Morning Problem: Climb

CMPUT 275 - Tangible Computing
Morning Problem: Climb
Description
Carla is going on a bike tour in the mountains and she wants to prepare. She has collected
information about the elevation along the route measured at equidistant points. However,
she is a little worried about the climbs. She decides that it would be nice to have information
about how long the road is going to go up (or climb) before it either levels or starts to go
down. She would like to know this information for each given point along the road. Help
Carla by writing code, which, given the elevations at waypoints along the road, prints for
each waypoint for how many more waypoints the road will be going up.
Input
Each input will contain two lines. On the first line, there will be a single integer 1 ≤ n ≤ 1000,
the number of waypoints on the route. On the next line, there will be n space separated
integers specifying the elevations at successive waypoints. Each of these integers will fit in a
32-bit signed integer: they may be negative (i.e. a valley below sea level).
Output
For each waypoint, print the number of waypoints before the road levels or starts to go
down. For the last point, the output should be zero. The numbers in the output should be
separated by a single space (but there should be no trailing space in the output).
Sample Input 1
10
300 290 285 290 295 300 300 300 299 301
Sample Output 1
0 0 3 2 1 0 0 0 1 0
Explanation: For the first two waypoints, the road is going down. From the third waypoint
(at elevation 285), the road is going up until the 6’th waypoint (which is at elevation 300).
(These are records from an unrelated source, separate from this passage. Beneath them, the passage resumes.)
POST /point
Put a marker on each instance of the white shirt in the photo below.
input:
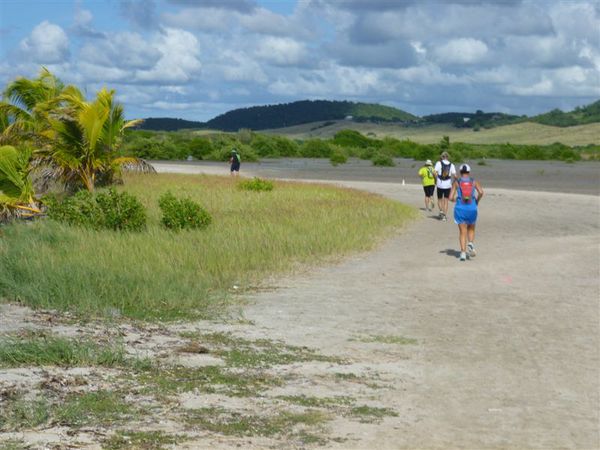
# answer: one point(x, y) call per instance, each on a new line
point(444, 184)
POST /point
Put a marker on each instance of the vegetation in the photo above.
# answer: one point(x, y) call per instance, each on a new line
point(111, 210)
point(53, 130)
point(344, 144)
point(44, 350)
point(179, 214)
point(579, 116)
point(160, 274)
point(256, 184)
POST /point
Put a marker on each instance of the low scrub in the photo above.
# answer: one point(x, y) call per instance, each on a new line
point(159, 274)
point(256, 184)
point(184, 213)
point(111, 209)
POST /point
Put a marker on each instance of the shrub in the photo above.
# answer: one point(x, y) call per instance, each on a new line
point(380, 159)
point(338, 156)
point(121, 211)
point(111, 209)
point(256, 184)
point(182, 213)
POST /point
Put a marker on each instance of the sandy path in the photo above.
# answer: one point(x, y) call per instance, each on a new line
point(508, 343)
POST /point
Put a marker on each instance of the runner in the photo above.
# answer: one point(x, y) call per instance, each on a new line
point(427, 175)
point(445, 174)
point(235, 161)
point(467, 193)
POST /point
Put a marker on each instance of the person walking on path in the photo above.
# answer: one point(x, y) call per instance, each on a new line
point(427, 175)
point(235, 161)
point(445, 174)
point(467, 193)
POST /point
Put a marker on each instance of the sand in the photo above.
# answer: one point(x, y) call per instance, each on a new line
point(506, 345)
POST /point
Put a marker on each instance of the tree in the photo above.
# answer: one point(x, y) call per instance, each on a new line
point(27, 105)
point(86, 141)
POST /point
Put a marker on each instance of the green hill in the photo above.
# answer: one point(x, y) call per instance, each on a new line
point(306, 111)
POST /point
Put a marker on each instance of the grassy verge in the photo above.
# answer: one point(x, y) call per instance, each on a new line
point(159, 274)
point(44, 350)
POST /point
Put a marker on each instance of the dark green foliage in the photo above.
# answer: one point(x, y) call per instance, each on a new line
point(296, 113)
point(256, 184)
point(352, 138)
point(338, 157)
point(168, 124)
point(316, 148)
point(182, 213)
point(381, 159)
point(579, 116)
point(113, 210)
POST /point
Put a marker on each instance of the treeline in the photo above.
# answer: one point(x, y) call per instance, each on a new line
point(345, 144)
point(306, 111)
point(579, 116)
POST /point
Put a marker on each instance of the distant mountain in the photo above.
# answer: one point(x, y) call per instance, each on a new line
point(579, 116)
point(471, 120)
point(306, 111)
point(168, 124)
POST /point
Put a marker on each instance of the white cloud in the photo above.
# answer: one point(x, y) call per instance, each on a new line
point(125, 50)
point(47, 44)
point(238, 66)
point(179, 62)
point(202, 19)
point(461, 51)
point(281, 51)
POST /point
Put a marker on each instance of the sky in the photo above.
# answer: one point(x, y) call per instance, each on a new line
point(196, 59)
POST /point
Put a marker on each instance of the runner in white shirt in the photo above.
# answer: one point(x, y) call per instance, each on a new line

Specifically, it takes 3 more waypoints before the climb stops. Then the road is level again,
goving down and just before the end there is one more climb of length one (301 is the final
elevation: no climbing from here, hence the output is zero).
Sample Input 2
4
1000 1020 1040 1001
Sample Output 2
2 1 0 0
Explanation: From 1000 to 1040, the elevation is increasing, so the output for the first
position is 2 and the second is 1. The next two are 0 because the path decreases until the
end.